Andrew Pierce and I just published a paper in Political Analysis making this argument. In that paper, we propose assessing a model's predictive accuracy by constructing a plot with the predicted probability of survival on the x-axis, and the empirical proportion of survivors with that predicted probability on the y-axis. The empirical proportion is computed by running a lowess regression of the model's predicted probability against the binary (1/0) survival variable, using the AIC to choose the optimal bandwidth, and then extracting the lowess prediction from the model. We created an R package to perform this process automatically (and to implement a bootstrapping approach to assessing uncertainty in the plot), but this package is designed for the assessment of in-sample fit only. So, I have to construct them manually for this example. The code for everything I've done is here.
Here's the plot for the GLM model:
As you can see, the logit model actually does a very good job of predicting the probability of passenger survival in the test data. It slightly underpredicts the probability of death for passengers who are unlikely to die, and slightly overpredicts the probability of death for the other passengers. But the predicted probabilities for near-certain (Pr(survive) near 0) and nearly impossible (Pr(survive) near 1) deaths, which are most of the data set, are quite accurately predicted.
The random forest model does a perfectly reasonable job of predicting outcomes, but not markedly better:
The pattern of over- and under-predictions is very similar to that of the GLM model. In fact, if you plot the logit predictions against the random forest predictions…

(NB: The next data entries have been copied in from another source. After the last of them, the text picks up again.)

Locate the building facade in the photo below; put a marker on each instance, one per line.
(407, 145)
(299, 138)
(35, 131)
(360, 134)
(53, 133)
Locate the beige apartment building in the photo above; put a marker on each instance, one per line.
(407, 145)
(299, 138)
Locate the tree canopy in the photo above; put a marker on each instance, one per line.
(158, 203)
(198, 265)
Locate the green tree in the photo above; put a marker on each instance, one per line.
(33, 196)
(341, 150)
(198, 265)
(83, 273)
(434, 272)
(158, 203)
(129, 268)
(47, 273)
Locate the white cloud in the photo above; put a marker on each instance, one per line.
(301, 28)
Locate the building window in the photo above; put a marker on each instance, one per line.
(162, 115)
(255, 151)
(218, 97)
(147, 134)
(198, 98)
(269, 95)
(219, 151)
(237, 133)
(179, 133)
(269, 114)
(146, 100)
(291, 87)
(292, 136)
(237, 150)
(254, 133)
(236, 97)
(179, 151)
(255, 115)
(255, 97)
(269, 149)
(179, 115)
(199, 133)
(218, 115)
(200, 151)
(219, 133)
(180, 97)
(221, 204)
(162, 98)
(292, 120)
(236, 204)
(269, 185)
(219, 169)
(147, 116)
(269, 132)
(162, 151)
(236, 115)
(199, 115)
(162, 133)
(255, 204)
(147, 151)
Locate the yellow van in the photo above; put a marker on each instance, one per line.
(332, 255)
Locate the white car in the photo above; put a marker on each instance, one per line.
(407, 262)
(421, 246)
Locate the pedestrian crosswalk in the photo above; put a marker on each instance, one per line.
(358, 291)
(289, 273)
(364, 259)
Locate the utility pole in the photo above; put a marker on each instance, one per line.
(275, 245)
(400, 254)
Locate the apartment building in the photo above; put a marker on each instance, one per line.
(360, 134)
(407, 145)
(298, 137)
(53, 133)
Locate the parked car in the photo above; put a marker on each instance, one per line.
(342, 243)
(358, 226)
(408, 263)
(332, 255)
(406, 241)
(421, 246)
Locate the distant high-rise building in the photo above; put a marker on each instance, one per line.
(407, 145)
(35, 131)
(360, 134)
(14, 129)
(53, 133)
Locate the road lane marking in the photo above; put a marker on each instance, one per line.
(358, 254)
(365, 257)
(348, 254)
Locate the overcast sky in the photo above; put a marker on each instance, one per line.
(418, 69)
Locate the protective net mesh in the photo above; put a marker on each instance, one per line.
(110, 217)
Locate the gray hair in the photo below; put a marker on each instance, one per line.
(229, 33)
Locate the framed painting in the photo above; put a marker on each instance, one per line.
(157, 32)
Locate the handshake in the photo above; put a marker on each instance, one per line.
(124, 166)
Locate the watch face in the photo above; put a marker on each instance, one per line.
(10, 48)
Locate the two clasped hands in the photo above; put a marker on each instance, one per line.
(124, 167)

You can see that there are comparatively few cases that are classified much differently between the two models. The primary systematic difference seems to be that the random forest model takes cases that the logit predicts to have a low but positive probability of survival, and reclassifies them as zero probability of survival. I put in the dark vertical and horizontal lines to show which data points the binary classification procedure would deem “survivors” for each model; there are a few observations that are categorized differently by the two models (in the upper left and lower right quadrants of the plot), but most are categorized the same.
Finally, the conditional inference tree model does classify things quite differently, but not in a way that substantially improves the performance of the model:
I've jittered the CTREE predictions a bit so that you can see the data density. The tree essentially creates five categories of predictions, but doesn't appreciably improve the predictive performance inside of those categories above the logit model.
Comparing the GLM logit predictions to the ctree predictions…
…you see the categorizations more clearly. Of course, you can just look at the CART plot to see how these categories are created:
I have to admit, that is a pretty sweet plot.
In conclusion, comparatively ancient GLM methods do surprisingly well on this problem when compared to the CART methods. If anything, the CART methods apparently suppress a decent amount of heterogeneity in probability forecasts that the GLM models uncover. But all of the models have the same basic strengths and weaknesses, in terms of predictive accuracy. And if the heterogeneity of the GLM predictions reflects signal and not noise–and my plots seem to suggest that it is signal–the GLM predictions might well be better for forecasting survival in individual cases.
Maybe some day, I will get around to creating a version of my R package that does out-of-sample forecasts! That way, I could get assessments of the uncertainty around the plot as well.